Yanan Sayfalar

Eski mi eski, gri mi gri olan apartmanımın merdivenlerinden yavaş adımlarla daireme çıkıyordum. Her bir basamağa ayağımı attığımda sanki oracıkta kırılacakmışçasına ses çıkarıyor, bütün apartmanı uyandıracak bir tonda gıcırdıyordu. Gecenin o saatinde kimse ile uğraşmak istemediğimden dolayı parmak uçlarıma basarak yürümeye karar verdim. Evim yedi katlık bir binanın en üst katında çatı katından çevirme küçük bir odaydı. Tüplü ocağım, hem yatak hem koltuk olarak kullandığım çekyatım, çalışma masam ve onun üzerindeki masa lambam benim gibi daha geleceği belli olmayan bir yazar için oldukça yeterliydi. Bu yer ne kadar iç karartıcı olsa da bana hep ilham vereceğinden daha kiralarken bile emindim. Sokağın bir köşesinde unutulmuş bir binanın içinde en üst katında yaşayan bir yazar. İnsanların hayatları geçerken ben de onları küçük camımdan izliyor, yazılarıma onlara atadığım küçük hikayeler ile süslüyordum.

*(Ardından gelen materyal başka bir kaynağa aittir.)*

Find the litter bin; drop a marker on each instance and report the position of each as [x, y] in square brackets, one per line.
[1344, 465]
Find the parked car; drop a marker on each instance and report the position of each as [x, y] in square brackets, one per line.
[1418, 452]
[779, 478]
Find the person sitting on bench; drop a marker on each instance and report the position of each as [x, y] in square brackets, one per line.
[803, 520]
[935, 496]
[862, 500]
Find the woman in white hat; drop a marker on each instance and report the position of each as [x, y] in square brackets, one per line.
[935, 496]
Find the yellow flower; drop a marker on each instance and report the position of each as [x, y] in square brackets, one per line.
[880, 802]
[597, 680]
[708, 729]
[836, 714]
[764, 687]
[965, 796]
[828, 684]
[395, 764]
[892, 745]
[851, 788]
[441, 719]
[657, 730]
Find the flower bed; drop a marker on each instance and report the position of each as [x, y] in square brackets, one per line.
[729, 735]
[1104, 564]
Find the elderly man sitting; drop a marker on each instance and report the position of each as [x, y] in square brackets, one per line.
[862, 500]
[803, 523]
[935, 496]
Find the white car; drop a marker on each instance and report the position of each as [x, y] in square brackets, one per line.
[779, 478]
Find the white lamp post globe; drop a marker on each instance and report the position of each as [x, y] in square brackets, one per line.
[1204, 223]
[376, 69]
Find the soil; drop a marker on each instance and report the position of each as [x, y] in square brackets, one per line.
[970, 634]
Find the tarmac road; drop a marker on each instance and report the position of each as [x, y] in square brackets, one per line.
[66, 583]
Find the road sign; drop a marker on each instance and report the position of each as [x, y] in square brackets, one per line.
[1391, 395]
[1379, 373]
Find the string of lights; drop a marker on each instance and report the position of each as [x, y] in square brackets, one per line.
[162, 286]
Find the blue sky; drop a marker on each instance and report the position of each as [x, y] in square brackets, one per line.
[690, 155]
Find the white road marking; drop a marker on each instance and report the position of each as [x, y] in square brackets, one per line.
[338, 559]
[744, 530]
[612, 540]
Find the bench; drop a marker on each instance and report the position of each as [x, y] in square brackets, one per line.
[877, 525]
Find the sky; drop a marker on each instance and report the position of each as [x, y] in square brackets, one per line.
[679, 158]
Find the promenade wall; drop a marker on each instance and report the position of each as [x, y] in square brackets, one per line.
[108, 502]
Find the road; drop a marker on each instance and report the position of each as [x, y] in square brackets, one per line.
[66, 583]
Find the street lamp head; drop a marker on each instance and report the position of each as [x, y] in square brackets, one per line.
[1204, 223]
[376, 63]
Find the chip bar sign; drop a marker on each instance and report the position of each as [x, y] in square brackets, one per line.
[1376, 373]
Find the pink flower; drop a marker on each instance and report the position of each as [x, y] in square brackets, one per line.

Mesela her sabah annesi ile ekmek almaya çıkan küçük bir oğlan çocuğu vardı. Onlara kendi kafamda orta halli bir ev ve koca bir köpek verdim. Anneyi ev hanımı, babayı da emektar bir gazeteci olarak belirledim. Çocuk hep güler yüzlü ve arkadaşları tarafından sevilir olacaktı. Fakat aralarda o da hatalar yapacaktı ama bunlardan dersler çıkarıp devam edecekti. On dokuz yaşında da artık kendi ayakları üzerinde durmak istediği için evden ayrılıp yalnız yaşamaya başlayacaktı. Başta çok pişman olup geri dönmeyi düşünecekti ama pes etmemeye karar verip geri ayağa kalkacaktı. Şu ana kadar onların hikayesini daha bu kadar yazabilmiştim. Yine camımdan görebildiğim küçük bir antikacı vardı. Bu antikacının sahibi iki yaşlı çiftti. Evleri sanırım dükkanın üstündeydi ki onları apartmandan çıkarken çok seyrek görüyordum. Hep birbirlerine yardım ederlerdi. Bir şey taşınacaksa hep beraber taşırlardı, birbirlerine çok bağlılardı. Onlara da gençlikleri hakkında çok güzel bir aşk hikayesi yazdım. Bir kütüphanede birbirlerini görüp beğenmiş ama hep konuşmaya çekinmişlerdi. Sonrasında birbirlerinin kitaplarına yazılar bırakarak notlaşmaya başlamışlardı. O notlar küçük sohbetlere, küçük sohbetler akşam muhabbetlerine, akşam muhabbetleri tüm gün gezdikleri müzelere dönmüştü. İkisi de hep sıradan ve mutlu bir hayat istediğinden dolayı ortak bir şekilde bu dükkanı açmışlardı. Çok müşterileri olmasa da bu yaşlarına kadar birbirlerine yetip geçinmişlerdi. Onların hikayesini tamamlamıştım ama en sevdiklerimden olduğundan dolayı arada bir açıp okurdum.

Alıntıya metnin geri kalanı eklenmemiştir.